The ramifications will likely extend to those still in graduate school. Many faculty know “the talk”: “Listen, Fred. You’re brilliant, and I’m sure you can be a productive scholar at a top school, but due to factors you have no control over, you will have troubling getting into print, and that is the coin of our profession, so do yourself a favor …” At best, Fred will be advised to steer clear of anything “controversial,” and if necessary, to fill his articles with woke boilerplate to appease the commissars.

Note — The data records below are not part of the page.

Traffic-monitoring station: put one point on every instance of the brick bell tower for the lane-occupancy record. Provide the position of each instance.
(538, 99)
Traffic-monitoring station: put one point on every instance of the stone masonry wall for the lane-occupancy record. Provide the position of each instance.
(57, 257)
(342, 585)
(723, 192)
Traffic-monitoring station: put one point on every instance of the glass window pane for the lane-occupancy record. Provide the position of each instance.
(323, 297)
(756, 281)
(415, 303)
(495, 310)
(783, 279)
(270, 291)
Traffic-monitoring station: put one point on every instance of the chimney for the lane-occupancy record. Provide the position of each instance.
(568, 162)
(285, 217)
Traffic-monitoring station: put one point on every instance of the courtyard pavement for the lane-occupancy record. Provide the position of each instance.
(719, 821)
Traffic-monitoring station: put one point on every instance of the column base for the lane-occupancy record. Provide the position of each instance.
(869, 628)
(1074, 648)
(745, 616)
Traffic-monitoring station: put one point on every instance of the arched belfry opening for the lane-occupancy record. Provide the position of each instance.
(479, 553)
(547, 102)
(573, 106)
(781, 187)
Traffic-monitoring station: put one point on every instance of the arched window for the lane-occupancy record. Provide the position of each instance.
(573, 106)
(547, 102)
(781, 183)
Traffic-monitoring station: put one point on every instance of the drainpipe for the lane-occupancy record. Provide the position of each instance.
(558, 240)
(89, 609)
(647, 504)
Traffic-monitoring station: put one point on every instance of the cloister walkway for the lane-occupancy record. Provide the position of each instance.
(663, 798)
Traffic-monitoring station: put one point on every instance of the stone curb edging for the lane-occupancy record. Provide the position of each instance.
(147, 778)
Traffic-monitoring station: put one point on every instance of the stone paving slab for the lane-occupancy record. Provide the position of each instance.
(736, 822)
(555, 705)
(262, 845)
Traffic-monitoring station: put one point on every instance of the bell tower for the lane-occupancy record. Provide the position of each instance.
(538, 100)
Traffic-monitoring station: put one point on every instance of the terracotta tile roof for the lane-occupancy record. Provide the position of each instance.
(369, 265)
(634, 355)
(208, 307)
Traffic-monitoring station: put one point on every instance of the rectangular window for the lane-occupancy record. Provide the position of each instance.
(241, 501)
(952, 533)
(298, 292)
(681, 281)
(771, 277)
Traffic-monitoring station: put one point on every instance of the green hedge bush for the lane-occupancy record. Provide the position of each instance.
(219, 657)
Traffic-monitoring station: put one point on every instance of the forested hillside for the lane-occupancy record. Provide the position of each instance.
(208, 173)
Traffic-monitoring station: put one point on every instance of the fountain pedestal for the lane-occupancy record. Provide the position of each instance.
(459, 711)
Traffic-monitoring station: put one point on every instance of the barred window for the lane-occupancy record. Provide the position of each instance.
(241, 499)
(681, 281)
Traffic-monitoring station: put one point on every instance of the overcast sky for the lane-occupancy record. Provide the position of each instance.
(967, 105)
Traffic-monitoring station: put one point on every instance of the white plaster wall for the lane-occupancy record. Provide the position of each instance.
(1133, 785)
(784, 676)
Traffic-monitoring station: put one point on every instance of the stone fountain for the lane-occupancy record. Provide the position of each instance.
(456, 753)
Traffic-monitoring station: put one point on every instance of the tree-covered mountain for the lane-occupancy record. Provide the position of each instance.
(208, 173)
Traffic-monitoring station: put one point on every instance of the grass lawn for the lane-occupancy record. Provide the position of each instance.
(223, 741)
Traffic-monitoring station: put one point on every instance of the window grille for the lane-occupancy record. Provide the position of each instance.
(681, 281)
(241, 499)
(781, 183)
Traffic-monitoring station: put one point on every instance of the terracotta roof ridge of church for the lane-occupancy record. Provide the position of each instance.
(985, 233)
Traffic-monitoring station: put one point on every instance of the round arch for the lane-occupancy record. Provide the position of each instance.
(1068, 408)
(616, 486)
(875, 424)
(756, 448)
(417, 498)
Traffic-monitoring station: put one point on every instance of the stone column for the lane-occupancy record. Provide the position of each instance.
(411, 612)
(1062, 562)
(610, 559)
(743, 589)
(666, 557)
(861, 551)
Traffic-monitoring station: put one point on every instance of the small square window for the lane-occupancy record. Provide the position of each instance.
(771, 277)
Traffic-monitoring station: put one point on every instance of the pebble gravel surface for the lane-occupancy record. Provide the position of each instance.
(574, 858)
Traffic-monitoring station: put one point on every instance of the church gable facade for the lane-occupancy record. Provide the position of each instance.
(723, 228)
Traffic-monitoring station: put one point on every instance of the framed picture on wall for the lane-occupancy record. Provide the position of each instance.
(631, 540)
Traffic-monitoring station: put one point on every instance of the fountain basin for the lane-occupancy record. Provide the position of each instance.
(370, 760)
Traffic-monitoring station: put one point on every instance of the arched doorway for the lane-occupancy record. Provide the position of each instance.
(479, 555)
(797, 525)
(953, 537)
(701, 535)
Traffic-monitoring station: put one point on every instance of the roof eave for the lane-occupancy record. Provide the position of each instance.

Meanwhile, a different talk will be given to those with a more “diverse” genetic profile. These fortunate future academics will be told that publishers are hungry for their scholarship thanks to libraries’ need for books authored by the previously excluded. Better yet, with a little revising, their dissertation could be published as a scholarly monograph, which may be sufficient for tenure at a decent school.
All in all, Bard’s decanonization may be just the beginning—from a little microbe, a mighty plague is born. Defenders of free speech will correctly claim that while these purged books may be few in number and are likely available from non-traditional outlets, the deeper impact will be on the composition of the academy. A Bard student who wants to read my Bad Students, Not Bad Schools, if and when it is de-acquisitioned by the college, may find a cheap used copy on Amazon, but buying it hardly supports the publisher. My publisher (Transaction Press) wants libraries to buy new copies, and when libraries dread adding such books to the stacks, publishers will likely reject the manuscript.
Don’t underestimate those little Torquemadas at Bard. They probably have scant idea of what they are reading, but they are a harbinger of things to come. Their labor will shape the future professoriate and, more importantly, will determine future knowledge.